The following material is based on exchanges
on Statalist.
This FAQ is for users of Stata 7. It is not relevant for Stata 8, which
includes the tssmooth
command for calculating moving averages and other kinds of smooth summary.
Stata 7: How can I calculate moving averages for panel data?
|
Title
|
|
Stata 7: Moving averages for panel data
|
|
Authors
|
Nicholas J. Cox, Durham University, UK
Christopher Baum, Boston College
|
|
Date
|
December 2001
|
egen, ma() and its limitations
Stata’s most obvious command for calculating moving averages is the
ma() function of egen.

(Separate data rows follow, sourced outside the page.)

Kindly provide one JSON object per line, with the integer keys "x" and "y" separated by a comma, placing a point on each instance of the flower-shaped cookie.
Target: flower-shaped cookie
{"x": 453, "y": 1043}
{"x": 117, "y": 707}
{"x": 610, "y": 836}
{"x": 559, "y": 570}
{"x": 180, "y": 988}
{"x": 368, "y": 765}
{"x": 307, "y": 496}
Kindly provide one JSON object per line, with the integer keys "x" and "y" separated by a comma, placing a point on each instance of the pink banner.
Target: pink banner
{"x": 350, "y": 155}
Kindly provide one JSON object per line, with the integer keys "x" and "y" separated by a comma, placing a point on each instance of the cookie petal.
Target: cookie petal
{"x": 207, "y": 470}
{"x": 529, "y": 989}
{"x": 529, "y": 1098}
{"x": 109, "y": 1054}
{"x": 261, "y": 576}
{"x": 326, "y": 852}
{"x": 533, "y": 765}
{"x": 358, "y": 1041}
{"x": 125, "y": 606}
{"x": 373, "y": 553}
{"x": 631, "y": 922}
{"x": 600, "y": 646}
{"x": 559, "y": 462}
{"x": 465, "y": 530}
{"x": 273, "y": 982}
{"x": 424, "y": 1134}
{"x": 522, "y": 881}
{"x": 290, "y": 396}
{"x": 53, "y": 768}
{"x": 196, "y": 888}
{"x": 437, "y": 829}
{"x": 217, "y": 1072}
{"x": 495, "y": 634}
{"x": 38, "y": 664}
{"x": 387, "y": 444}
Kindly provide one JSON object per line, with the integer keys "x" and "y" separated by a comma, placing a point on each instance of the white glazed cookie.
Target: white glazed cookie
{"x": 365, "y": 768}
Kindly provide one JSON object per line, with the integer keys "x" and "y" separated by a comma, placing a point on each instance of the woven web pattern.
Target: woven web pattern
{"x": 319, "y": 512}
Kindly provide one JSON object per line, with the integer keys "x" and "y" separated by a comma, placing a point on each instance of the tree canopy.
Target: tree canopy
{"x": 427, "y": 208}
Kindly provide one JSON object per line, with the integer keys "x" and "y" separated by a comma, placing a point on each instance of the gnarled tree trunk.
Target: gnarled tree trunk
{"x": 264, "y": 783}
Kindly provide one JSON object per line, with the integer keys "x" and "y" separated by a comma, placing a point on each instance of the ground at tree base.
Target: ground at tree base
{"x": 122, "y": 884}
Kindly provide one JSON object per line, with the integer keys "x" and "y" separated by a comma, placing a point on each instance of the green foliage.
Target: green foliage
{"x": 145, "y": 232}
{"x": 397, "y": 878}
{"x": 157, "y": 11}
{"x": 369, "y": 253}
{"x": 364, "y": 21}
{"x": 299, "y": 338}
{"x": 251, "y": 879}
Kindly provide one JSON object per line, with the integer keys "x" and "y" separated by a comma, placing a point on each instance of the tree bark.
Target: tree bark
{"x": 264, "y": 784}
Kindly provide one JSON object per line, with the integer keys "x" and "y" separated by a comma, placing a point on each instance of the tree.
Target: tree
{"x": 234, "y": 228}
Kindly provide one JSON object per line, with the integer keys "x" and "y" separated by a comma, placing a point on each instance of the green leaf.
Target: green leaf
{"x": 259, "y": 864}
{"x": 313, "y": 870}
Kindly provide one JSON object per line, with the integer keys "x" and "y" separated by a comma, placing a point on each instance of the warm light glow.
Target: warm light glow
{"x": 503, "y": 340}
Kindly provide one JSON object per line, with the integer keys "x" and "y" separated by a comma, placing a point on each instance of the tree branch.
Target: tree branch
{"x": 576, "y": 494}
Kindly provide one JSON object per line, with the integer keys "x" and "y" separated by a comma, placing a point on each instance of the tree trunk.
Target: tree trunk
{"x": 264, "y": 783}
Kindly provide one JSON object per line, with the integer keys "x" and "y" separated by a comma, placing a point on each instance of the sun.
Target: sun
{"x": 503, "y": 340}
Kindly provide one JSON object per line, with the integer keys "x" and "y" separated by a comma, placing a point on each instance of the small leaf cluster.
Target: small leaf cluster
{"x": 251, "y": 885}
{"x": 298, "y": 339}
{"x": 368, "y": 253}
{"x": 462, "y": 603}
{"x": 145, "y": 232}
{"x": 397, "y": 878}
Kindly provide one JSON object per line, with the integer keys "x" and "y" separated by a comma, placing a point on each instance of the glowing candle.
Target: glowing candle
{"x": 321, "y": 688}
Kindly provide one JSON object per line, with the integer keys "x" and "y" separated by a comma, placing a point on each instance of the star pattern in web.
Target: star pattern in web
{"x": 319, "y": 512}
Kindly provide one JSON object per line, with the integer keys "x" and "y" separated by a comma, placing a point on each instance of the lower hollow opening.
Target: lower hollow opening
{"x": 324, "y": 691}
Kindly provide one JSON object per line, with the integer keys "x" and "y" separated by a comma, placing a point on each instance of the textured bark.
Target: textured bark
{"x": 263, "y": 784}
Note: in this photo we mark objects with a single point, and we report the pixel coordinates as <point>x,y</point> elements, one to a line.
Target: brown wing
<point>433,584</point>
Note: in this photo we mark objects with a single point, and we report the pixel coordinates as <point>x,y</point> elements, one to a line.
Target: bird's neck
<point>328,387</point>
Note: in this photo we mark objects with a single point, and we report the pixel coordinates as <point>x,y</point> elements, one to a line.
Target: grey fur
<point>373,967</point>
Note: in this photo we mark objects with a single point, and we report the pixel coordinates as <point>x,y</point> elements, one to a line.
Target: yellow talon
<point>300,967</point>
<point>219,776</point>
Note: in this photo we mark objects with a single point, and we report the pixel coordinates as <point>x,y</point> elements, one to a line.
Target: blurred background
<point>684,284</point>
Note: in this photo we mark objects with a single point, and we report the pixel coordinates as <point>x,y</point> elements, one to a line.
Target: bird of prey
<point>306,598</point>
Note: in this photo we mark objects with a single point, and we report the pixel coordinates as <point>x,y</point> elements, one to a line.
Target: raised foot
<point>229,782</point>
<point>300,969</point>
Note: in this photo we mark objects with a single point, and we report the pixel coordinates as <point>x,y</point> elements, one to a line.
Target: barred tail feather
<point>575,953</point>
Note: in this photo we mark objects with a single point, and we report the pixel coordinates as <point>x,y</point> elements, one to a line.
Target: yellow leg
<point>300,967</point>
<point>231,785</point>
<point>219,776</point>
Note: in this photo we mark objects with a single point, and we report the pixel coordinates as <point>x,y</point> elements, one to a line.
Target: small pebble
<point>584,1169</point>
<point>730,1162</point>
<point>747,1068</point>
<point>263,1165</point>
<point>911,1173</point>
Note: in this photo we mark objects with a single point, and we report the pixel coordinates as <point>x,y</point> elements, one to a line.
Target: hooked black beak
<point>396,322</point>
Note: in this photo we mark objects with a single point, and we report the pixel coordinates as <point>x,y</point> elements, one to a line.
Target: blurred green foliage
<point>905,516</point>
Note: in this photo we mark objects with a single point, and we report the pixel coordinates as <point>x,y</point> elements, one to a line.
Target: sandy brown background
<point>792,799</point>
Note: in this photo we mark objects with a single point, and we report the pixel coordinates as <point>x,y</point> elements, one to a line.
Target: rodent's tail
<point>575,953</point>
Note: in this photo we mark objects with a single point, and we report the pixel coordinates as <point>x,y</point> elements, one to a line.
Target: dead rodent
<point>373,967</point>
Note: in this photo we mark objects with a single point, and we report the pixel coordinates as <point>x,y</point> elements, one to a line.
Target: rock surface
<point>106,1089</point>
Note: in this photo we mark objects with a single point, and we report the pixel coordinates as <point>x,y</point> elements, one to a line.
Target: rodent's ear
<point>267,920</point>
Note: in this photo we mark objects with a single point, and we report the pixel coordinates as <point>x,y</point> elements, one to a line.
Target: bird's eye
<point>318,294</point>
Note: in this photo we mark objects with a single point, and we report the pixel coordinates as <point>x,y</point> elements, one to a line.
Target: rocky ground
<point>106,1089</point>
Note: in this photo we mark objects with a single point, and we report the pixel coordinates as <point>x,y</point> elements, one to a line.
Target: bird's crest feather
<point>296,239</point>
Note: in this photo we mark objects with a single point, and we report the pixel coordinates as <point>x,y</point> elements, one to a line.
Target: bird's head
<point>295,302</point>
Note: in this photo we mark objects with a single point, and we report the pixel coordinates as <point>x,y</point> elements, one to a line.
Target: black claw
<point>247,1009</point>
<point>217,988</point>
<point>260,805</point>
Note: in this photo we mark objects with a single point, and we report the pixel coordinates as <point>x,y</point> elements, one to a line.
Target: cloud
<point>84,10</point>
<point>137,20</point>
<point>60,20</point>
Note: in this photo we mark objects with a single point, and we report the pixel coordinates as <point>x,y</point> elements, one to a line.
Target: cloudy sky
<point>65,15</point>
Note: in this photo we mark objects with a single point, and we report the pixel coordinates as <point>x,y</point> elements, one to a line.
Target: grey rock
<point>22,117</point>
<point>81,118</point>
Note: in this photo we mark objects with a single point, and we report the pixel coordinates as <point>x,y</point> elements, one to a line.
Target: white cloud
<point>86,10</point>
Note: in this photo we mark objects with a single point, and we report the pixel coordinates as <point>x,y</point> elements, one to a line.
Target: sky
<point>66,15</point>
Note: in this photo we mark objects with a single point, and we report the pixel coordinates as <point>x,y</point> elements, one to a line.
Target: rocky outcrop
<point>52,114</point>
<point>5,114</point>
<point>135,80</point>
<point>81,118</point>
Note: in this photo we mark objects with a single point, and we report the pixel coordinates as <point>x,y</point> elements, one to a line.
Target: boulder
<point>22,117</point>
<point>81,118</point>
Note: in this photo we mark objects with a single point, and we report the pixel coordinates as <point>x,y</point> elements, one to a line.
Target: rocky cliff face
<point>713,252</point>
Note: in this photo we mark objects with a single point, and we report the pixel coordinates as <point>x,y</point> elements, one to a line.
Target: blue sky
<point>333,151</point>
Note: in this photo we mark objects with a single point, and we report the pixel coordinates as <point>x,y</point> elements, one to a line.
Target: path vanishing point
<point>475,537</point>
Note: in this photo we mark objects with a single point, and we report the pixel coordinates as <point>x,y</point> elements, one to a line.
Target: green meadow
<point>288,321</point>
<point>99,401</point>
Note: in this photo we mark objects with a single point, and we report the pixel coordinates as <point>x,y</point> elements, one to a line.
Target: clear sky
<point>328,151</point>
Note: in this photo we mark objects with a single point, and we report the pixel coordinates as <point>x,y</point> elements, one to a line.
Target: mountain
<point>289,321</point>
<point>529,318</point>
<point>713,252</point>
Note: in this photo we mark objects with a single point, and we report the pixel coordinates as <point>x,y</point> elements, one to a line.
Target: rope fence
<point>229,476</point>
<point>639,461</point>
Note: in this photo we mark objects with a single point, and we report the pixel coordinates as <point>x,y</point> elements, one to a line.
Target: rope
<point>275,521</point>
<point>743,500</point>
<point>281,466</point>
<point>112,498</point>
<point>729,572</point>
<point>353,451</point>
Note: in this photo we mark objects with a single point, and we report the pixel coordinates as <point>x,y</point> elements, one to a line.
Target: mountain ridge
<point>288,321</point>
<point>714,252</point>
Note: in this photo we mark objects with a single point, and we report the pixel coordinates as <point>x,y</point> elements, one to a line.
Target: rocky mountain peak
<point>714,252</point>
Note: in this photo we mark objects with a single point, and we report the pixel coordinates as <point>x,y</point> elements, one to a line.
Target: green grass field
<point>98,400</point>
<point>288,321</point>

Given an
expression, it creates a #-period moving average of that expression. By
default, # is taken as 3. # must be odd.
However, as the on-line help indicates, egen, ma() may not be
combined with by varlist:, and, for that reason alone, it
is not applicable to panel data. In any case, it stands outside the set of
commands specifically written for time series; see help
time for details.
Alternative approaches
To calculate moving averages for panel data, there are at least
two choices. Both depend upon the dataset having been
tsset beforehand.
This is very much worth doing: not only can you save yourself
repeatedly specifying panel variable and time variable, but Stata
behaves smartly given any gaps in the data.
1. Write your own definition using generate
Using time-series operators such as L. and F., give the
definition of the moving average as the argument to a generate
statement. If you do this, you are, naturally, not limited to the equally
weighted (unweighted) centered moving averages calculated by egen,
ma().
For example, equally-weighted three-period moving averages would be given by
. generate moveave1 = (F1.myvar + myvar + L1.myvar) / 3
and some weights can easily be specified:
. generate moveave2 = (F1.myvar + 2 * myvar + L1.myvar) / 4
You can, of course, specify an expression such as log(myvar) instead
of a variable name such as myvar.
One big advantage of this approach is that Stata automatically does the
right thing for panel data: leading and lagging values are worked out within
panels, just as logic dictates they should be. The most notable disadvantage
is that the command line can get rather long if the moving average involves
several terms.
Another example is a one-sided moving average based only on previous values.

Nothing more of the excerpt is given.